Caching queries and rebuilding PDTs with datagroups

Stay organized with collections Save and categorize content based on your preferences.

Looker reduces the load on your database and improves performance by using cached results of prior queries when available and permitted by your caching policy. In addition, you can create complex queries as persistent derived tables (PDTs), which store their results to simplify later queries.

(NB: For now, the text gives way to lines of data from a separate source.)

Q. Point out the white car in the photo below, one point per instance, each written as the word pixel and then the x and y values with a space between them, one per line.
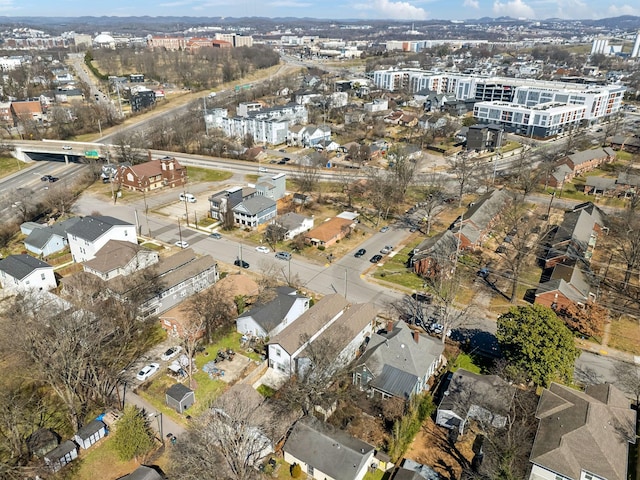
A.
pixel 147 371
pixel 170 353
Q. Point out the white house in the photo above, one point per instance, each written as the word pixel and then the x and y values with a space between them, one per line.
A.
pixel 269 319
pixel 24 272
pixel 92 233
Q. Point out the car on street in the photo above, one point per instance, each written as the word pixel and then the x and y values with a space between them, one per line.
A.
pixel 240 263
pixel 147 371
pixel 283 256
pixel 170 353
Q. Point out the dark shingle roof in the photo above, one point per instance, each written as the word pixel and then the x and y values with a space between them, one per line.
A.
pixel 93 227
pixel 331 451
pixel 19 266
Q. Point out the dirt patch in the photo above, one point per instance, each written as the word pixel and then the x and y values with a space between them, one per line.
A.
pixel 431 447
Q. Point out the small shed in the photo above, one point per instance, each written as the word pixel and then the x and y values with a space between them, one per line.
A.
pixel 90 434
pixel 180 397
pixel 64 453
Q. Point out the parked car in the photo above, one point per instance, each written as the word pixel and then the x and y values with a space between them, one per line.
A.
pixel 170 353
pixel 147 371
pixel 283 256
pixel 386 249
pixel 240 263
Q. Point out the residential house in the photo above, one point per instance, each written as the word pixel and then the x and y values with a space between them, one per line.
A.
pixel 485 137
pixel 434 255
pixel 87 236
pixel 255 211
pixel 272 186
pixel 47 240
pixel 120 258
pixel 349 324
pixel 143 473
pixel 63 454
pixel 179 397
pixel 398 362
pixel 176 319
pixel 475 225
pixel 471 396
pixel 27 111
pixel 177 278
pixel 294 224
pixel 221 202
pixel 19 273
pixel 587 160
pixel 329 232
pixel 90 434
pixel 270 318
pixel 152 175
pixel 326 453
pixel 582 435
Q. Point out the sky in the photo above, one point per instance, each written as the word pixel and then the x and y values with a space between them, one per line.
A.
pixel 328 9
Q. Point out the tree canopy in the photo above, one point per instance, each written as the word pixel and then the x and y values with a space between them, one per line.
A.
pixel 536 342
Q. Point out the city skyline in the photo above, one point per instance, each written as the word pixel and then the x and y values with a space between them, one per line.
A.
pixel 328 9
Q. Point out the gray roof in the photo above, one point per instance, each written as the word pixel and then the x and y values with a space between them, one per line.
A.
pixel 269 315
pixel 588 431
pixel 178 391
pixel 90 428
pixel 22 265
pixel 396 360
pixel 143 473
pixel 93 227
pixel 328 449
pixel 310 322
pixel 39 237
pixel 255 205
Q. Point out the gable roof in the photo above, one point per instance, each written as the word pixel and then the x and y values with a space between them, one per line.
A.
pixel 39 237
pixel 22 265
pixel 397 361
pixel 178 391
pixel 310 322
pixel 91 227
pixel 269 315
pixel 587 431
pixel 328 449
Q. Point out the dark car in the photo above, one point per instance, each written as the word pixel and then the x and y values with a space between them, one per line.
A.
pixel 240 263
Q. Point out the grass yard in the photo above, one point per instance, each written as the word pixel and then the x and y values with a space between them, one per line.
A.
pixel 625 335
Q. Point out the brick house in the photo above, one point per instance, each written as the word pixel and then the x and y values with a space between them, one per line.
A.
pixel 152 175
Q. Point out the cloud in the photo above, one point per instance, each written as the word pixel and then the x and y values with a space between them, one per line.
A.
pixel 513 8
pixel 393 10
pixel 289 3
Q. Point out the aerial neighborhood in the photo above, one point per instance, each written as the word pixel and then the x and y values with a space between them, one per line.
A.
pixel 317 249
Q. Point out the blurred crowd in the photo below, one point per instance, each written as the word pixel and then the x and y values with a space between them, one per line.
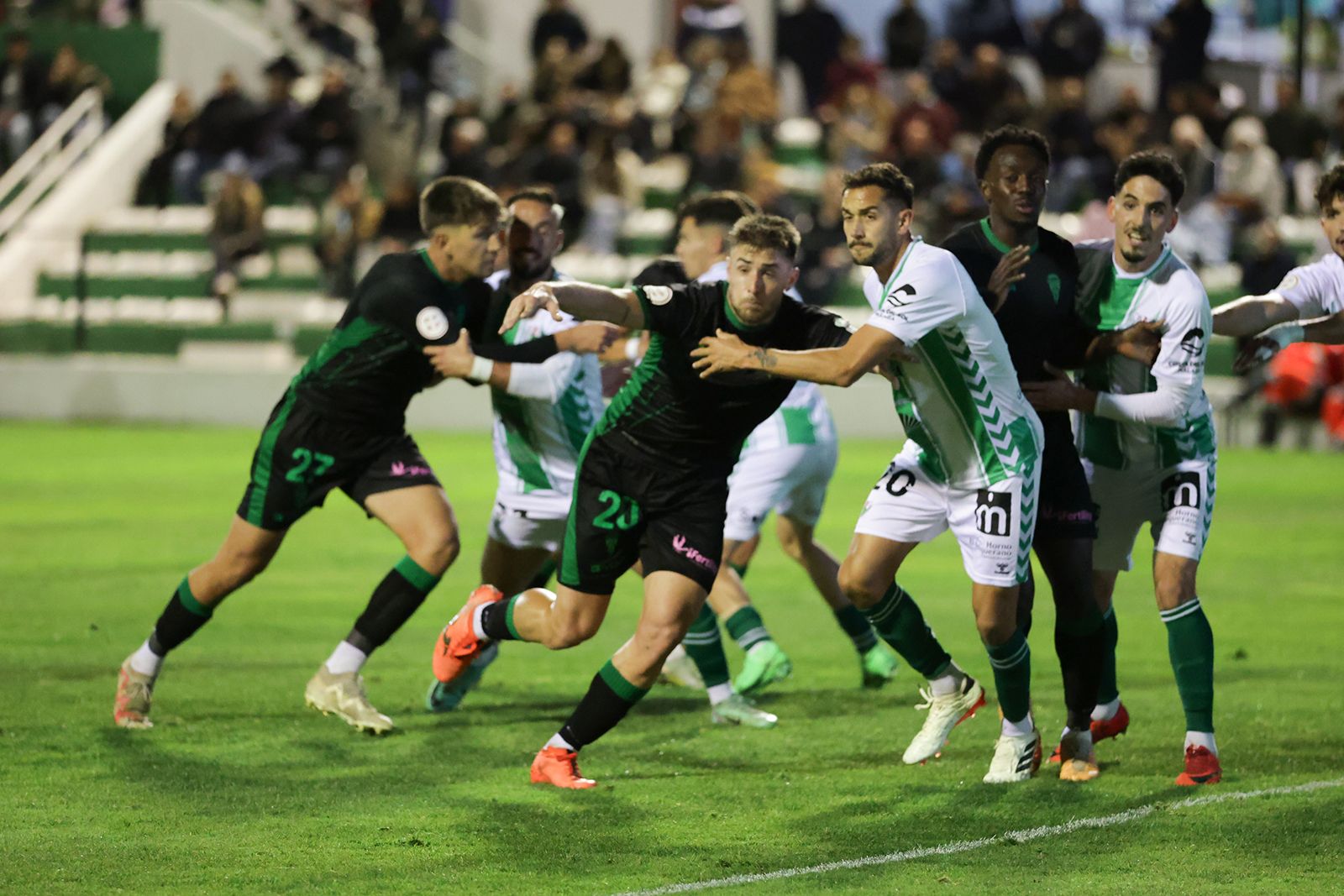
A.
pixel 589 121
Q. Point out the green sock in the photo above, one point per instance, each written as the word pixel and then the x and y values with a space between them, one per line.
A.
pixel 1108 689
pixel 746 627
pixel 1189 641
pixel 1012 676
pixel 900 622
pixel 702 644
pixel 858 627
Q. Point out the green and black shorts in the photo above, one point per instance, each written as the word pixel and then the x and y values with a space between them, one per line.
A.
pixel 631 506
pixel 304 454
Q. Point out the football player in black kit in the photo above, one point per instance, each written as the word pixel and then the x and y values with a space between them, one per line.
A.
pixel 654 477
pixel 342 425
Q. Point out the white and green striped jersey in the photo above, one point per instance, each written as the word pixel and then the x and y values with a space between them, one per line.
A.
pixel 1110 298
pixel 537 439
pixel 961 403
pixel 803 419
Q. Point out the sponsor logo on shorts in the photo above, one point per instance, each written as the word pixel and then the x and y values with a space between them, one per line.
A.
pixel 1180 490
pixel 692 555
pixel 994 512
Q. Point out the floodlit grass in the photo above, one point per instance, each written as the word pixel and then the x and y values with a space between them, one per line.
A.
pixel 239 786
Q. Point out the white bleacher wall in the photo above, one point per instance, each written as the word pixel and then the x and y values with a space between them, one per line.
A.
pixel 199 39
pixel 102 181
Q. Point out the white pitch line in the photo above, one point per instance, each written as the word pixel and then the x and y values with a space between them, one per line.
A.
pixel 1008 837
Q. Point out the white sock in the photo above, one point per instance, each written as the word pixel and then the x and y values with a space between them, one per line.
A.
pixel 1202 739
pixel 145 661
pixel 561 741
pixel 948 683
pixel 476 621
pixel 1104 711
pixel 344 658
pixel 718 694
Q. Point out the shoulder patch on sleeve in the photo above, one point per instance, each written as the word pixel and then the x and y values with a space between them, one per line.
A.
pixel 658 295
pixel 432 322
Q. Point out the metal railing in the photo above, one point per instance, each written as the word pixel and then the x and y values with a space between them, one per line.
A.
pixel 50 156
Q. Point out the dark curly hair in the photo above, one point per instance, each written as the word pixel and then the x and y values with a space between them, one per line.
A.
pixel 1008 136
pixel 1158 165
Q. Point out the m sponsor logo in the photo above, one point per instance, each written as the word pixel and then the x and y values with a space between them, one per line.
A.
pixel 692 555
pixel 994 512
pixel 432 322
pixel 1182 490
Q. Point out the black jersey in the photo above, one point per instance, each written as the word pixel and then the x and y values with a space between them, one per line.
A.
pixel 1039 318
pixel 667 410
pixel 373 363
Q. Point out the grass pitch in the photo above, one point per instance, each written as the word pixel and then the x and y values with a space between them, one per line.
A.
pixel 241 788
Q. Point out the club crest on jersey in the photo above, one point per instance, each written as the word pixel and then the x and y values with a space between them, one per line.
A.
pixel 432 322
pixel 658 295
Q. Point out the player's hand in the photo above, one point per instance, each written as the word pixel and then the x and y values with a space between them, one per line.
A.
pixel 588 338
pixel 1010 269
pixel 452 362
pixel 1059 394
pixel 1142 343
pixel 528 304
pixel 1254 352
pixel 721 354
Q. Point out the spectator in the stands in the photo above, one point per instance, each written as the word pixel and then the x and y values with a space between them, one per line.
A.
pixel 906 36
pixel 811 40
pixel 223 127
pixel 988 86
pixel 24 81
pixel 1299 136
pixel 1072 43
pixel 1182 36
pixel 972 23
pixel 349 222
pixel 609 74
pixel 275 148
pixel 851 66
pixel 156 184
pixel 331 134
pixel 922 102
pixel 558 20
pixel 746 102
pixel 237 228
pixel 400 226
pixel 721 20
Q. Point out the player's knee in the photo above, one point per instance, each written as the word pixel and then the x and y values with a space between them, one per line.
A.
pixel 860 586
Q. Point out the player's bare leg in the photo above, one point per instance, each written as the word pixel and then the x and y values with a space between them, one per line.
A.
pixel 245 553
pixel 423 519
pixel 1189 641
pixel 671 602
pixel 877 664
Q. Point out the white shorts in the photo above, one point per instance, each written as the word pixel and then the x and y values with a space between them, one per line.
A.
pixel 531 528
pixel 1176 501
pixel 994 526
pixel 790 479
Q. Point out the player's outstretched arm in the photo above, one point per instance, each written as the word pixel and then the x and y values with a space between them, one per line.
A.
pixel 839 365
pixel 588 301
pixel 1328 331
pixel 1252 315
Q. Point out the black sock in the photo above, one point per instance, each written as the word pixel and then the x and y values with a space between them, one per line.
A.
pixel 396 598
pixel 179 621
pixel 606 701
pixel 497 620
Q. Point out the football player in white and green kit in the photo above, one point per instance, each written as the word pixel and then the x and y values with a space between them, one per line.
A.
pixel 971 461
pixel 1147 436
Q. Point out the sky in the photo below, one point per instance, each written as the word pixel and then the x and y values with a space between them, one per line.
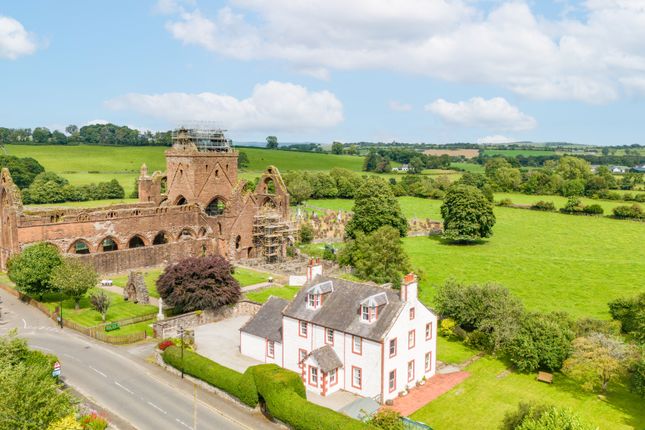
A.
pixel 435 71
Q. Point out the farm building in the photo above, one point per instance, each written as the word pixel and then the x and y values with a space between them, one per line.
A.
pixel 197 206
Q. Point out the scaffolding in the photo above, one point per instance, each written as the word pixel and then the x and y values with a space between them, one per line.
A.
pixel 271 234
pixel 203 136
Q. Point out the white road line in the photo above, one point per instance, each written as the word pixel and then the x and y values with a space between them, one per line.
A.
pixel 125 388
pixel 183 423
pixel 99 372
pixel 157 408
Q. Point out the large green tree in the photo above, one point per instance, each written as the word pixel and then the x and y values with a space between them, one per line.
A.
pixel 375 206
pixel 378 256
pixel 467 214
pixel 32 269
pixel 74 278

Datagroups are very handy for coordinating your database's ETL (extract, transform, and load) schedule with Looker's caching policy and PDT rebuilding schedule. You can use a datagroup to specify the rebuilding trigger for PDTs based on when new data is added to your database. In the same datagroup, you can specify a maximum cache age for Explore queries to act as a fail-safe in the event that the PDT rebuild is not triggered for some reason. That way, the failure mode for a datagroup will be to query the database rather than serve stale data from the Looker cache.

Alternatively, you can use a datagroup to decouple the PDT rebuilding trigger from your maximum cache age. This can be useful if you have an Explore based on data that updates very frequently and that Explore is joined to a PDT that is rebuilt less frequently. In this case, you would want your query cache to reset more frequently than your PDT is rebuilt.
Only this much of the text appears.